Shenzhen Trious Medical Technology Co., Ltd. · Class II · Cleared May 14, 2025
| K-number | K243830 |
| Device name | Disposable ureteral stent |
| Applicant | Shenzhen Trious Medical Technology Co., Ltd. |
| Product code | FAD |
| Device class | Class II |
| Decision date | May 14, 2025 |
| Decision | Substantially Equivalent |
| Regulation | 876.4620 |
The Disposable ureteral stent is a sterile, single-use polyurethane device inserted endoscopically into the ureter to provide temporary drainage from the kidney to the bladder in patients with benign, malignant, or post-traumatic ureteral obstructions, stones, strictures, or trauma. It is available in sizes 4–12 French diameter and 12–30 cm lengths, with maximum indwell time of 30 days, and a 4 Fr pediatric model is available for infants, children, and adolescents.

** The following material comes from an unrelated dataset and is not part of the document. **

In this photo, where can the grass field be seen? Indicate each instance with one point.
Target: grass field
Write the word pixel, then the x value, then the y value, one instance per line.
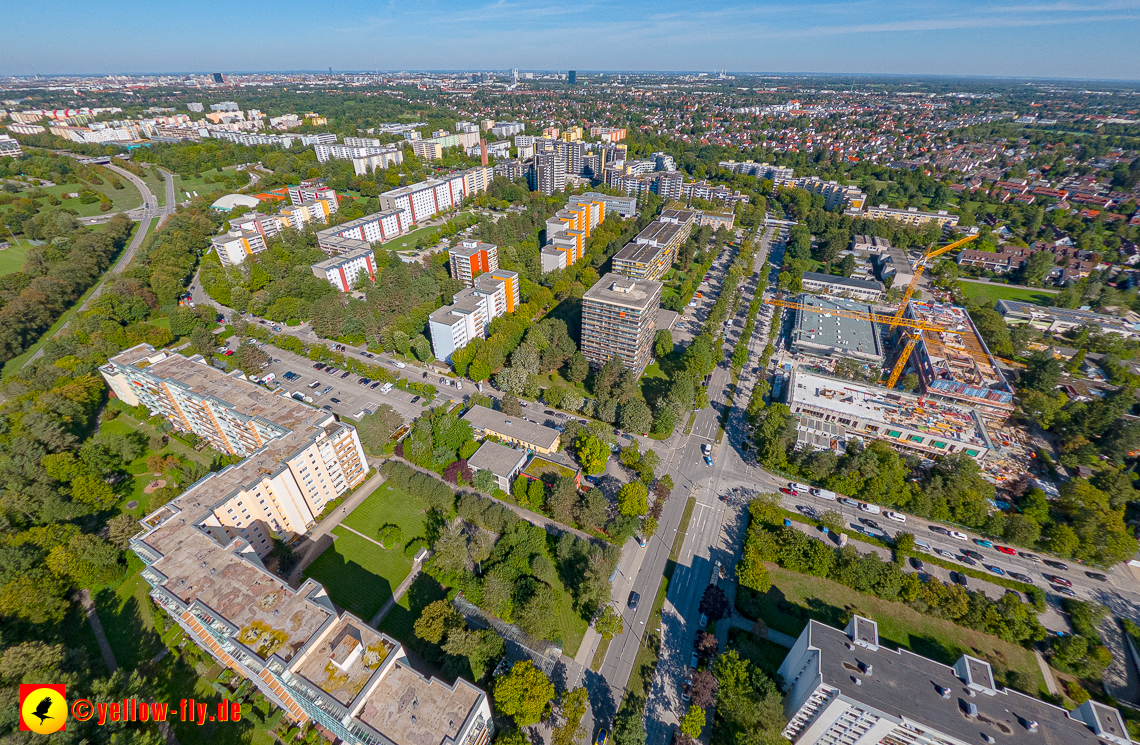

The subject device differs from the predicate (RELIEF stent) in several technological characteristics: it offers more diameter options (4–8 Fr vs. 6 Fr only), more length options (12–30 cm vs. 24–26 cm), uses different guidewire sizes by diameter (0.028–0.035 inch depending on stent size vs. 0.035–0.038 inch), lacks a radiopaque tip on the push tube (predicate has one), and has no pigtail straightener (predicate includes one). Both are single-use, EtO-sterilized polyurethane stents with pigtail loops at proximal and distal ends.
Bench testing per FDA's 1993 'Guidance for the Content of Premarket Notification for Ureteral Stents'; biocompatibility testing per FDA guidance 'Use of International Standard ISO 10993-1' (cytotoxicity, sensitization, irritation, acute systemic toxicity, pyrogenicity, subacute/subchronic toxicity, implantation); sterilization validation per ISO 11135:2014 (Ethylene Oxide Gas to SAL 10−6); shelf-life and accelerated aging studies demonstrating 3-year performance maintenance.

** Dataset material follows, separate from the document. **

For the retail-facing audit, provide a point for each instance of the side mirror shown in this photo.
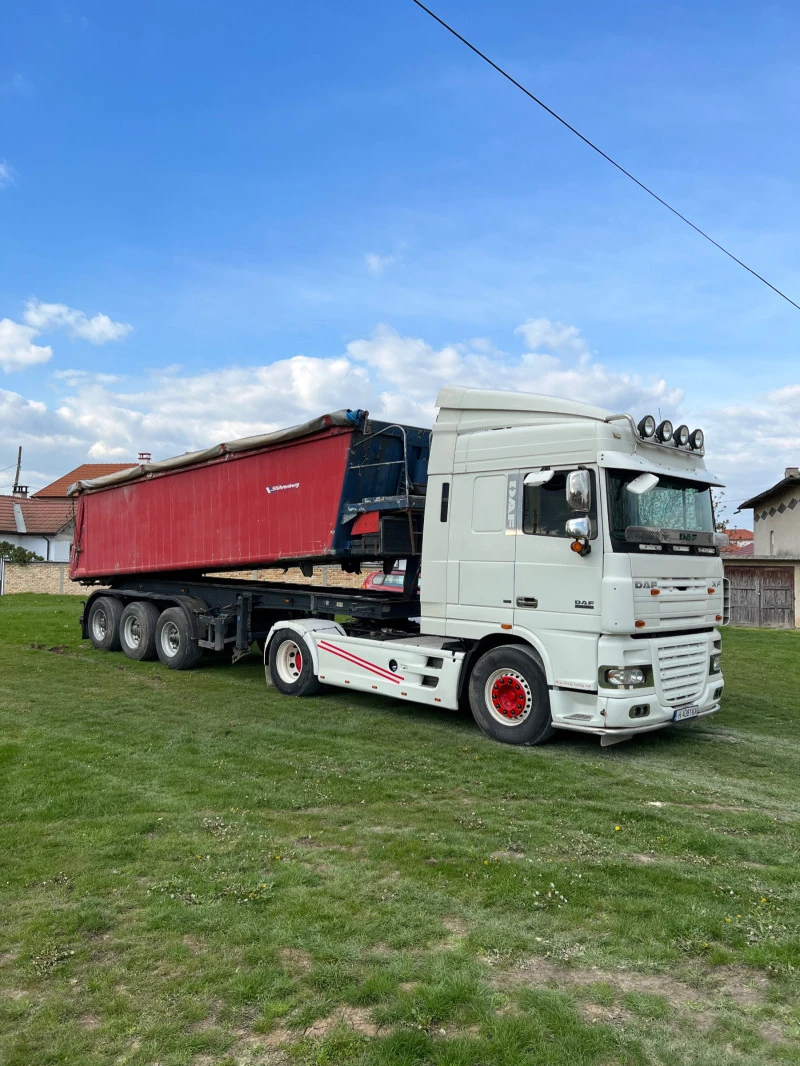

Although the subject and predicate devices have different technological characteristics (diameter/length range, guidewire sizes, push tube design, and accessories), both have identical indications for use, identical 30-day maximum indwell time, same material (polyurethane), same sterilization method, and same single-use classification. Performance testing data demonstrated that the technological differences do not raise different questions of safety or effectiveness compared to the predicate device, establishing substantial equivalence despite these design variations.